‘Music is a universal language that embodies one of the highest forms of creativity’ (The National Curriculum)
At Torrisholme, we want to encourage our children to go on a musical journey, enabling them to develop their creativity and the ability to express themselves with confidence. We want them to develop the ability to let go of any inhibitions and have fun, developing self-esteem and the ability to connect with others. We would like to open their mind to music from around the world, listening and responding to a variety of different genres.

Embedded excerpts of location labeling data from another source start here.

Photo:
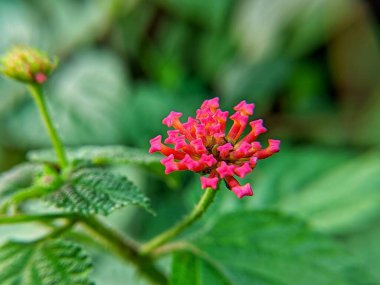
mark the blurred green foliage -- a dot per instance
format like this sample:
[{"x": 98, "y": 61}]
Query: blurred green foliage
[{"x": 310, "y": 66}]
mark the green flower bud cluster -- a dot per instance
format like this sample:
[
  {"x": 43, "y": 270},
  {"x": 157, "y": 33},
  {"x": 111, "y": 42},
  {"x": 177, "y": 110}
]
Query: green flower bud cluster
[{"x": 27, "y": 65}]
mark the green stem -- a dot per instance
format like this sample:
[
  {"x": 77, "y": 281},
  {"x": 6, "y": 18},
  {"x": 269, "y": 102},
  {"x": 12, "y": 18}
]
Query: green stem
[
  {"x": 197, "y": 212},
  {"x": 34, "y": 218},
  {"x": 126, "y": 249},
  {"x": 38, "y": 97}
]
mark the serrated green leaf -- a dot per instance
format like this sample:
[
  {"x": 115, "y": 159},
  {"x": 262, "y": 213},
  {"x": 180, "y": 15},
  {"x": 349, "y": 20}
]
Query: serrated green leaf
[
  {"x": 17, "y": 178},
  {"x": 90, "y": 191},
  {"x": 44, "y": 263},
  {"x": 99, "y": 155},
  {"x": 264, "y": 247}
]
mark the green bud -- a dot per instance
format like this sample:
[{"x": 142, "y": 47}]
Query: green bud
[{"x": 27, "y": 65}]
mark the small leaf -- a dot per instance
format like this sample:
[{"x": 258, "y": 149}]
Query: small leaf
[
  {"x": 43, "y": 263},
  {"x": 18, "y": 178},
  {"x": 99, "y": 155},
  {"x": 201, "y": 272},
  {"x": 91, "y": 190},
  {"x": 264, "y": 247}
]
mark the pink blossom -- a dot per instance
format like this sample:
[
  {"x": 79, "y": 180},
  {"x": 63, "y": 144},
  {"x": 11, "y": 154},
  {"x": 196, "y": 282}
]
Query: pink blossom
[{"x": 202, "y": 145}]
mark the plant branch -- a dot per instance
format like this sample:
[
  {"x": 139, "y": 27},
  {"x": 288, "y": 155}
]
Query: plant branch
[
  {"x": 188, "y": 220},
  {"x": 127, "y": 249},
  {"x": 38, "y": 97}
]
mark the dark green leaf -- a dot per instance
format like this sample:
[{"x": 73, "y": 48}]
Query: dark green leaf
[
  {"x": 18, "y": 178},
  {"x": 342, "y": 200},
  {"x": 90, "y": 191},
  {"x": 201, "y": 272},
  {"x": 99, "y": 155},
  {"x": 43, "y": 263},
  {"x": 263, "y": 247}
]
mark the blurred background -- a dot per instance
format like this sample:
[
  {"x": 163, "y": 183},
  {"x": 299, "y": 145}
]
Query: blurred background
[{"x": 312, "y": 68}]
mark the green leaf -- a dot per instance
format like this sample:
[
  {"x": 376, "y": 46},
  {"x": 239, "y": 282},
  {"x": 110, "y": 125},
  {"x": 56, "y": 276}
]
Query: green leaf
[
  {"x": 43, "y": 263},
  {"x": 201, "y": 272},
  {"x": 17, "y": 178},
  {"x": 264, "y": 247},
  {"x": 99, "y": 155},
  {"x": 342, "y": 200},
  {"x": 93, "y": 78},
  {"x": 90, "y": 191}
]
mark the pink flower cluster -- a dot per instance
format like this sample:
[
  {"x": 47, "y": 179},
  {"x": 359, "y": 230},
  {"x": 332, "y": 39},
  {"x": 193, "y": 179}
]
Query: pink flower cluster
[{"x": 202, "y": 145}]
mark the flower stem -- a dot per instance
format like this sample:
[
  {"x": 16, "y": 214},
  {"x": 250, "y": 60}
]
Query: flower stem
[
  {"x": 188, "y": 220},
  {"x": 38, "y": 97},
  {"x": 126, "y": 249}
]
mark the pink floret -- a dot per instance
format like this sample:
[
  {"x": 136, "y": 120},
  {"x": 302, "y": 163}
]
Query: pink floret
[
  {"x": 209, "y": 182},
  {"x": 241, "y": 191}
]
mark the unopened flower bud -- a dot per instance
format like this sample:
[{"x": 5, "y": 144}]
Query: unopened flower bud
[{"x": 27, "y": 65}]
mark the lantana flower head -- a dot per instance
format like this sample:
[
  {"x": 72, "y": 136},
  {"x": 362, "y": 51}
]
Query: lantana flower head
[
  {"x": 202, "y": 144},
  {"x": 27, "y": 65}
]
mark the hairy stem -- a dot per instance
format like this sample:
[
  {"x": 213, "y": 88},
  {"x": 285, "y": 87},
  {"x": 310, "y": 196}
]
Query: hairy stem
[
  {"x": 38, "y": 97},
  {"x": 188, "y": 220},
  {"x": 126, "y": 249}
]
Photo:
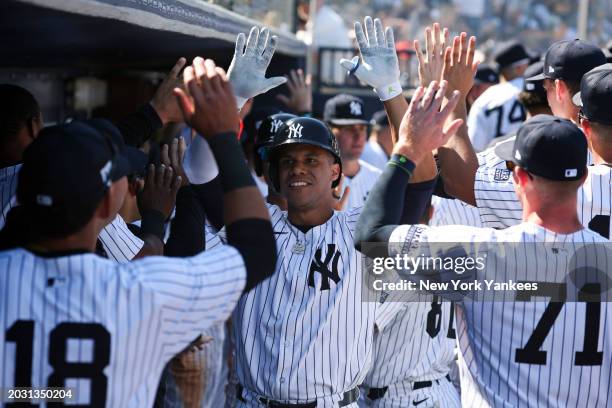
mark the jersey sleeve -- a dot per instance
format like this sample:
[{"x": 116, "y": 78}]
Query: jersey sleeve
[
  {"x": 118, "y": 242},
  {"x": 496, "y": 199},
  {"x": 190, "y": 294}
]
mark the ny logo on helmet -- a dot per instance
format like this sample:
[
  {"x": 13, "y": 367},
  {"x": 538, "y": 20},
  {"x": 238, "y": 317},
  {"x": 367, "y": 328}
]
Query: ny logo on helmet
[
  {"x": 295, "y": 131},
  {"x": 355, "y": 108},
  {"x": 275, "y": 125}
]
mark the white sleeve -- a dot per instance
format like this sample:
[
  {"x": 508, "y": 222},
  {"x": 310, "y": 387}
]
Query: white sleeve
[
  {"x": 199, "y": 164},
  {"x": 119, "y": 242},
  {"x": 496, "y": 199},
  {"x": 191, "y": 294}
]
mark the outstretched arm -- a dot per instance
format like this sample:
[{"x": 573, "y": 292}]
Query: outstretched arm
[{"x": 422, "y": 130}]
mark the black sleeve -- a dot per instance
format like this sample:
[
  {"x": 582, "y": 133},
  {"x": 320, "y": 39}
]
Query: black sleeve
[
  {"x": 138, "y": 127},
  {"x": 390, "y": 202},
  {"x": 210, "y": 196},
  {"x": 187, "y": 232},
  {"x": 254, "y": 239}
]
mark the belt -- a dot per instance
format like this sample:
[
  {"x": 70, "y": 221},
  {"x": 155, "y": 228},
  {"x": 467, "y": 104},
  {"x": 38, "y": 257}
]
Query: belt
[
  {"x": 347, "y": 398},
  {"x": 378, "y": 393}
]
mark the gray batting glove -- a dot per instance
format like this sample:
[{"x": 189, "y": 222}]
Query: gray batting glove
[
  {"x": 378, "y": 66},
  {"x": 247, "y": 72}
]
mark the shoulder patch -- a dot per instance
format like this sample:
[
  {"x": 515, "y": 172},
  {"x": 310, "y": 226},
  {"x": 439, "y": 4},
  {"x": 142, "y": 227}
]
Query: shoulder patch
[{"x": 501, "y": 175}]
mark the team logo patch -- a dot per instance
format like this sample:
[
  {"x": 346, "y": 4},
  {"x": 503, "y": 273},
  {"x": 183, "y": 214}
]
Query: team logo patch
[
  {"x": 501, "y": 175},
  {"x": 322, "y": 266}
]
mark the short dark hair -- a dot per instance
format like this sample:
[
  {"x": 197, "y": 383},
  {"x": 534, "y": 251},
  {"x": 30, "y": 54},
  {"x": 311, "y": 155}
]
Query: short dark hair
[{"x": 18, "y": 108}]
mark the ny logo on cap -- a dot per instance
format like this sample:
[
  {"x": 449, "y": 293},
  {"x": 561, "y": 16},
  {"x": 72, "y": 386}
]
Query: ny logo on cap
[
  {"x": 571, "y": 172},
  {"x": 295, "y": 131},
  {"x": 275, "y": 125}
]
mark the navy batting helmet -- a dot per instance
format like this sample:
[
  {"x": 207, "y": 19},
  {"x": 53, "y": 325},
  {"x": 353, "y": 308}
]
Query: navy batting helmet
[{"x": 302, "y": 130}]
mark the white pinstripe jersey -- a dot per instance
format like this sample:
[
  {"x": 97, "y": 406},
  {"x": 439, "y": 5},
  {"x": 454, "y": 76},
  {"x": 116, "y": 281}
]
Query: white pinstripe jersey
[
  {"x": 361, "y": 184},
  {"x": 499, "y": 206},
  {"x": 118, "y": 242},
  {"x": 305, "y": 334},
  {"x": 495, "y": 113},
  {"x": 454, "y": 212},
  {"x": 492, "y": 334},
  {"x": 108, "y": 328}
]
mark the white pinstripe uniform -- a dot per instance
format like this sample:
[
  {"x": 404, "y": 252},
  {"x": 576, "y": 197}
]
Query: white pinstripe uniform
[
  {"x": 361, "y": 184},
  {"x": 454, "y": 212},
  {"x": 491, "y": 334},
  {"x": 500, "y": 208},
  {"x": 495, "y": 113},
  {"x": 305, "y": 334},
  {"x": 118, "y": 242},
  {"x": 107, "y": 329}
]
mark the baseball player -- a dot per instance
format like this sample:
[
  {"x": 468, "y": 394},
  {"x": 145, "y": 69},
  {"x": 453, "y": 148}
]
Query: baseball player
[
  {"x": 345, "y": 116},
  {"x": 421, "y": 339},
  {"x": 294, "y": 343},
  {"x": 103, "y": 328},
  {"x": 23, "y": 120},
  {"x": 518, "y": 353},
  {"x": 379, "y": 145},
  {"x": 493, "y": 186},
  {"x": 497, "y": 111}
]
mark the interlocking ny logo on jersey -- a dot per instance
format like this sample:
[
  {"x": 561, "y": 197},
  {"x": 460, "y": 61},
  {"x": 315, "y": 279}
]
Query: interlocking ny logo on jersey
[
  {"x": 275, "y": 125},
  {"x": 295, "y": 131},
  {"x": 321, "y": 265}
]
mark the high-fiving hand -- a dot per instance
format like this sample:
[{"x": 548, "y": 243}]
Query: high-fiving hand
[
  {"x": 423, "y": 127},
  {"x": 378, "y": 66},
  {"x": 247, "y": 72},
  {"x": 431, "y": 64}
]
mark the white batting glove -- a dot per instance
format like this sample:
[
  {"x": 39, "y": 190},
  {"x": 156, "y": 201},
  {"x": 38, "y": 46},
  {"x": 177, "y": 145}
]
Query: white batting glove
[
  {"x": 247, "y": 72},
  {"x": 378, "y": 66}
]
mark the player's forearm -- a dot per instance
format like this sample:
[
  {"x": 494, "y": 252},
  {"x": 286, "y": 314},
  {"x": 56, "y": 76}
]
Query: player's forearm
[
  {"x": 246, "y": 217},
  {"x": 396, "y": 109},
  {"x": 458, "y": 161},
  {"x": 384, "y": 207}
]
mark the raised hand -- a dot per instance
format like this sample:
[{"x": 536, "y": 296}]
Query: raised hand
[
  {"x": 212, "y": 107},
  {"x": 459, "y": 65},
  {"x": 431, "y": 64},
  {"x": 163, "y": 100},
  {"x": 300, "y": 92},
  {"x": 247, "y": 72},
  {"x": 378, "y": 66},
  {"x": 423, "y": 127},
  {"x": 172, "y": 156}
]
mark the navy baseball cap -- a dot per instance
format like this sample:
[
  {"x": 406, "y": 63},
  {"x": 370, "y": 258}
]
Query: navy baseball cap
[
  {"x": 510, "y": 53},
  {"x": 485, "y": 74},
  {"x": 534, "y": 86},
  {"x": 595, "y": 96},
  {"x": 570, "y": 60},
  {"x": 344, "y": 110},
  {"x": 68, "y": 165},
  {"x": 549, "y": 147}
]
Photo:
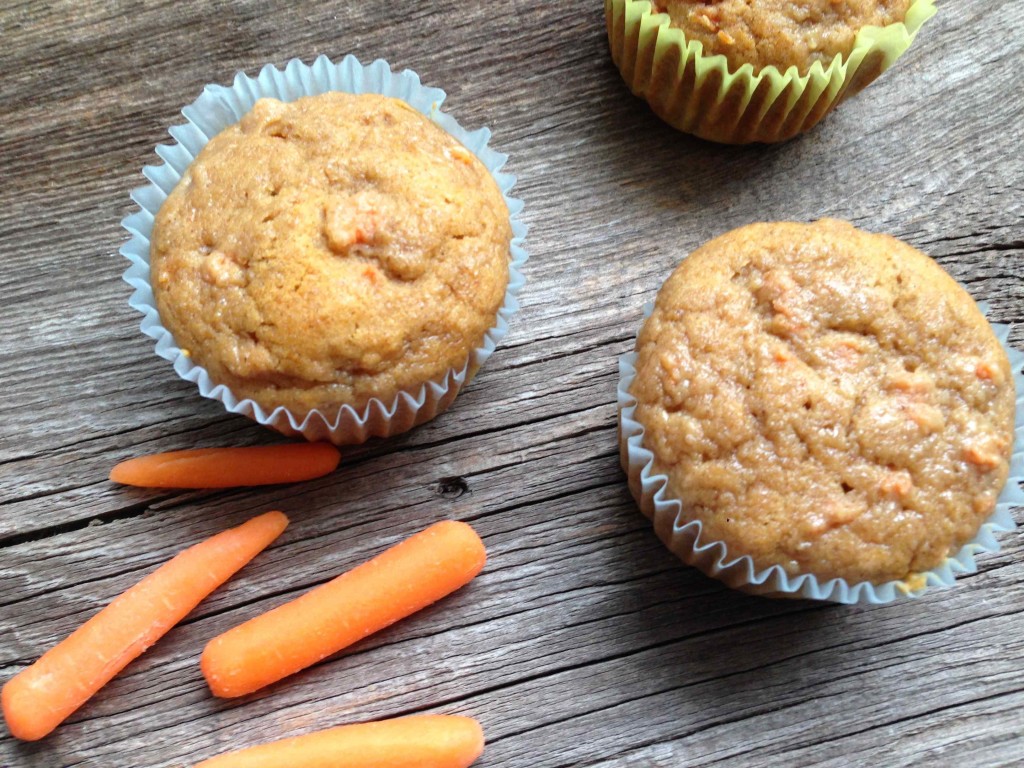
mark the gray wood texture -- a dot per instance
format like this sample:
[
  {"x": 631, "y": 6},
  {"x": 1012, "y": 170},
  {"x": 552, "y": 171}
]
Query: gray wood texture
[{"x": 583, "y": 643}]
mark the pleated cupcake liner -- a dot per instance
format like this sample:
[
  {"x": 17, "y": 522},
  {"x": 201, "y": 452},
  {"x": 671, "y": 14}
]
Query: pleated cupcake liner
[
  {"x": 219, "y": 107},
  {"x": 687, "y": 541},
  {"x": 699, "y": 94}
]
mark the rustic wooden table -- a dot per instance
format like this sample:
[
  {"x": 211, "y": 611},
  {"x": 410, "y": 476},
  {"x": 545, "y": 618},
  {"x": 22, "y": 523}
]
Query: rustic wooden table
[{"x": 584, "y": 642}]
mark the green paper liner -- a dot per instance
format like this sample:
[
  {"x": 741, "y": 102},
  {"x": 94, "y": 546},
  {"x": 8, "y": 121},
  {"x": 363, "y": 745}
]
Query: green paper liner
[{"x": 699, "y": 94}]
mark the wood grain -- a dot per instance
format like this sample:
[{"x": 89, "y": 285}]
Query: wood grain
[{"x": 583, "y": 643}]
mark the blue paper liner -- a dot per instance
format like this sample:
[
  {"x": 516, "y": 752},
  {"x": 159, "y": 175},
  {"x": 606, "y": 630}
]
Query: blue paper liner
[
  {"x": 220, "y": 107},
  {"x": 686, "y": 540}
]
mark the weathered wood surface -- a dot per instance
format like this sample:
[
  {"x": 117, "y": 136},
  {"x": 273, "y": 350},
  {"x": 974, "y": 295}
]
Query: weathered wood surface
[{"x": 584, "y": 642}]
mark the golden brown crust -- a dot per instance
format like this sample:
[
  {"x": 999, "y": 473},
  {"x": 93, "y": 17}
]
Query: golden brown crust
[
  {"x": 331, "y": 250},
  {"x": 825, "y": 399},
  {"x": 780, "y": 33}
]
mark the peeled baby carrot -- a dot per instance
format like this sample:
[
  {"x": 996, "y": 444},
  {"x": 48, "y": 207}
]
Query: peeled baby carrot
[
  {"x": 397, "y": 583},
  {"x": 415, "y": 741},
  {"x": 228, "y": 467},
  {"x": 41, "y": 696}
]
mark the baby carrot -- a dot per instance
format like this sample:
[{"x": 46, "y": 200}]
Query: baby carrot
[
  {"x": 41, "y": 696},
  {"x": 397, "y": 583},
  {"x": 415, "y": 741},
  {"x": 228, "y": 467}
]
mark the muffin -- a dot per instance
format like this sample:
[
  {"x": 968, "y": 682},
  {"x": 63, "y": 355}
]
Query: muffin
[
  {"x": 822, "y": 401},
  {"x": 735, "y": 72},
  {"x": 331, "y": 250},
  {"x": 337, "y": 260}
]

We hope to develop within them a love of singing, performing and composing and to develop an ability to reflect and respond in a positive and creative manner.
The aims of our Music curriculum are that the children
- Can sing confidently, both as a soloist and as part of a group
- Have opportunities to learn a musical instrument and play a variety of tuned and untuned instruments in school.
- Understand and explore how music is created, produced and communicated
- Compose music on their own and with others, both written and with the aid of technology
- Listen to, review and evaluate the work of great composers and musicians from a range of historical periods, genres, styles and traditions and have an appreciation of a range of different musical styles.
- Take part in a musical production each year and have opportunities to attend musical clubs after school and perform to the wider community.
Using the Music Scheme ‘Charanga’ our pupils have the opportunity to sing, listen, play, perform and evaluate. This is embedded in classroom activities as well as weekly singing assemblies, performances, the learning of instruments, and the joining of musical ensembles.
In the Early Years, music contributes to a child’s development in the area of expressive arts and design. Music in Reception classes is an integral part of the topic work covered during the year. Reception take part in a musical nativity at Christmas time.
Key stage 1 and 2 children are taught music by their class teacher or PPA teacher throughout the year, with one half term dedicated to producing a musical performance. Through classroom lessons, children are taught the elements of music which enable them to use the language of music to discuss and understand how it is made, played, appreciated and analysed. In each lesson, the children have the opportunities to play and improvise, respond to and evaluate music, learn new songs and play simple accompaniments.
In Year 3, the children learn the recorder and in Year 4, children learn to play the ukulele. From Year 3, the children learn to read and write standard notation. Composing using technology is also part of the curriculum, developing their understanding of musical elements.
Children throughout the school sing regularly in assemblies and in class. We have a singing practice once a fortnight for Key Stage 2 and weekly for Key Stage 1, and children
in years 1 – 6 are given the opportunity to join the school sing and sign club. This group of singers take part in school and community performances throughout the year. Other music clubs are available including guitar and recorder club. Children also have the opportunity to pay for private music lessons as an individual or in a small group, provided by the Lancashire Music hub. These lessons include keyboard, voice, string, woodwind and guitar.
Teachers assess children’s work in music by making informal judgements as they observe them during lessons. Additional evidence is gained during class lessons, school performances or other relevant events, and may be presented in the form of recordings or photographs.
At Torrisholme we welcome musical opportunities offered to us from the Lancashire Music Hub.
Singing celebration with Emma Williams
Through teaching and participating in Music, we hope to develop musical skills which have a lasting impact on the children and adults in school as well as reaching out to others in the community. Whole-school and parental involvement should increase through performances, extra-curricular activities and other musical opportunities, such as visiting musicians. Participation in musical activities promotes listening and develops concentration. It ensures a joining together across the school and reaches out to the world beyond. We want music to be loved by adults and children alike; it should create opportunities to increase an understanding of a creative subject, as well as fostering a sense of community and belonging, and last but not least, having fun!